For my paid work it's 100℅ digital nowadays. Outside of work I almost exclusively shoot film - and since the demise of Kodachrome it's usually black and white.

e: so, do you take photos?


----------



## Kieran (Aug 24, 2010)

I love taking photos but not at your level, ie, professionally and with a good camera and a knowledge for what you're doing. I'm often interested by how photographers achieve light in a shot, sometimes gossamer thin air particles visible almost, with light piercing through. I read a book on Martin Scorsese recently and he said he has this problem when filming - how to light the scene. He said he admired a scene in a Spielberg movie that was well-lit and he spoke to Spielberg about it and was told that it was the kind of thing Spielberg grew up seeing as a kid, in rural America.

So Scorsese's conclusion was that being exposed to these things in life helped develop a better eye for them. Or something like that. It was interesting to me, because he also spoke about old black and white films, and how they were expertly lit - and now you say about taking black and white shots with film. The lighting has to be an issue and a skill of it, I suppose.

:tiphat:


----------



## mirepoix (Feb 1, 2014)

Sure, being exposed to that sort of thing is going to be an influence - sometimes one you're aware of and can then cultivate and employ, but at other times almost unconscious and something that can even form the basis for your work. Either way, it's all good.

There are many reasons for shooting black and white. One would be that by removing colour you can almost force the issue about what people see. For example, you view a street scene. Maybe it's full of colour or perhaps there are a variety of textures - but you don't want those to dominate. Example: here's one with geometric shapes; I was standing outside the studio on a break. I had a work camera with me (always carry some sort of camera) and noticed across the road an arch, and through the arch how the light and shadows were creating shapes - squares, semi circles, and triangles. Then I noticed some dude walking along and realised I had literally one or two seconds to lift the camera, focus, and release the shutter just as that point of light on the left was aiming right at his head. Not a great photo, but it illustrates how black and white can be used to drive home certain aspects of a shot.

http://www.talkclassical.com/attachment.php?attachmentid=46762&d=1405612357

Anyway, what type of camera do you have? Is it a dedicated camera or a phone camera or...? No matter, it's good to carry with you. Any subject(s) in particular you like to photograph?


----------



## Kieran (Aug 24, 2010)

That's a fabulous photo. Lines and arches, it doesn't really need colour, you're right.

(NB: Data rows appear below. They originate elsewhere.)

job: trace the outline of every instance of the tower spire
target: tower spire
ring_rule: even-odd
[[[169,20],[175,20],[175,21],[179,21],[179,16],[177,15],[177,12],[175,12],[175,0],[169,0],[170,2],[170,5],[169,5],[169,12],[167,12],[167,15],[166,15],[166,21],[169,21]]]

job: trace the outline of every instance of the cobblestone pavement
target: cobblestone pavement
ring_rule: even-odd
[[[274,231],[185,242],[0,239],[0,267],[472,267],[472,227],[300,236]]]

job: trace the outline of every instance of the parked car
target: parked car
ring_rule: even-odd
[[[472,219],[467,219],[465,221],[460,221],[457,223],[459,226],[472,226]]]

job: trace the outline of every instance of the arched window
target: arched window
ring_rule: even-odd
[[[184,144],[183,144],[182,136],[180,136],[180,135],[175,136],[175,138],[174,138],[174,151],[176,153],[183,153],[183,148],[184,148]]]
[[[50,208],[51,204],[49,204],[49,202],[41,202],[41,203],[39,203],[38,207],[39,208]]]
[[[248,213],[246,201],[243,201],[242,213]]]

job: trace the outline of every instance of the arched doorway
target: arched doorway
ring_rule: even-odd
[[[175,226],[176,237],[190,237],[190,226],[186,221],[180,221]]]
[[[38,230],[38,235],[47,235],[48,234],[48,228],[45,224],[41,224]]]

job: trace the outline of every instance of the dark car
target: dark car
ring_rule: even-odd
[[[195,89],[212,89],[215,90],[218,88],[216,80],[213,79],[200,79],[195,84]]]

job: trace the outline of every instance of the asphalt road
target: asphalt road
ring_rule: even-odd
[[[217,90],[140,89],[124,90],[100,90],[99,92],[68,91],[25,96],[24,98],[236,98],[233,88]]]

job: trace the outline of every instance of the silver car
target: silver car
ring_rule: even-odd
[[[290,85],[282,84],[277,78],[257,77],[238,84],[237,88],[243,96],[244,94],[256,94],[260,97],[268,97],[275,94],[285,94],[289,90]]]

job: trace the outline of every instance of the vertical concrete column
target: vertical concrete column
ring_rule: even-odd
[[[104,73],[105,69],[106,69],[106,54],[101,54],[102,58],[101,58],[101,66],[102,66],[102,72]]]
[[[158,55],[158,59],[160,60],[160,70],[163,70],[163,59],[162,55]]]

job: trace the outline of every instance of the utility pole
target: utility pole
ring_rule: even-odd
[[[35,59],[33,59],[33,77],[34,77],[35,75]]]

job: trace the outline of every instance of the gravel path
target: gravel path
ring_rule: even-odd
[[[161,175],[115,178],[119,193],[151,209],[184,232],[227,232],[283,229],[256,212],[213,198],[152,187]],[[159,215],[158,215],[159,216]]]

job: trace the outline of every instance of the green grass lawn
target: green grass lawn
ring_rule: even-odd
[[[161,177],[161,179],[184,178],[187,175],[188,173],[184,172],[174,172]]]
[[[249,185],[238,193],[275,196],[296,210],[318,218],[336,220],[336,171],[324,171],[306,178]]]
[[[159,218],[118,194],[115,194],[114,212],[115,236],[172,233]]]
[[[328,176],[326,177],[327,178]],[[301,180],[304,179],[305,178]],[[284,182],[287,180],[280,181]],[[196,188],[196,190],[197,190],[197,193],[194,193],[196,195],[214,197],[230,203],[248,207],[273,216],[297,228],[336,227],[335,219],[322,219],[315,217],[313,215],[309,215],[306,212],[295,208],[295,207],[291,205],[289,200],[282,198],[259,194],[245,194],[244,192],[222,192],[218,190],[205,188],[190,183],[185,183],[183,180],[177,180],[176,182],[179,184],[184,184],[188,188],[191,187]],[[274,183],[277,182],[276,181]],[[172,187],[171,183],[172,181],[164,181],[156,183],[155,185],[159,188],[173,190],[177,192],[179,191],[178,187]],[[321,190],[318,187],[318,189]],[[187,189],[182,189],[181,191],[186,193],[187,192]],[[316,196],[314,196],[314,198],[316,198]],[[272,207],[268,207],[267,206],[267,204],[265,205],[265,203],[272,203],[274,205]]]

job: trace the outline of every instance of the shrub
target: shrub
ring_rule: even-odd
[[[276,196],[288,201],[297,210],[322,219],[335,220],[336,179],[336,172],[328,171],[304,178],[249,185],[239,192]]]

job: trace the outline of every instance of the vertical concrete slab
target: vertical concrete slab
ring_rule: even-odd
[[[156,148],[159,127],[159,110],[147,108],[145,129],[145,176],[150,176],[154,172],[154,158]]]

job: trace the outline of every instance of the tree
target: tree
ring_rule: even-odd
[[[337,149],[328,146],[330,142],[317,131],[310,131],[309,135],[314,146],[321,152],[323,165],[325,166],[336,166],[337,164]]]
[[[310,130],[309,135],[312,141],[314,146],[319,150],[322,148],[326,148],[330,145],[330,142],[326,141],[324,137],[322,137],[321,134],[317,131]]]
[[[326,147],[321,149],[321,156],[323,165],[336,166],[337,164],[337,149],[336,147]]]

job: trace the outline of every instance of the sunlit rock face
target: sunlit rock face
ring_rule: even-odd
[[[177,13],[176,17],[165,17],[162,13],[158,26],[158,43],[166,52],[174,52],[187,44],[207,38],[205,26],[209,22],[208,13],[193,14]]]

I only have an old small Sanyo camera, a digital one, but with very few pixels. I'd like to purchase a huge goofy Canon some day, and get into it seriously. people tell me I have a good eye. I like to photograph empty seats, park benches, desolate chairs. I also like to take photos with my phone, directly into sunlight. White light shots with people like ghosts travelling through them, down the street. Things at tilted angles, though I'm aware of how corny and childish that is. 

Selfies too, of course.

Just kidding! :lol:


----------



## mirepoix (Feb 1, 2014)

Thanks. That's a photo of a print. In original there's more visible in the shadows and the textures have greater detail.

One of the best investments someone interested in photography can make is to buy a DSLR (or a film SLR) and one lens. That way you can being to learn about making an exposure.

Those are interesting subjects to shoot. And once you have an idea in your head then you're on the journey to make that shot happen. 

For what you're doing the number of megapixels doesn't matter. Just find the limits of your camera - explore any manual settings it might have - and see what options they offer. 

Selfies are cool! And they can be important in exploring how best to pose and light and expose a subject. Really, a digital exposure costs nothing compared to film. Your only investment is in time and patience.


----------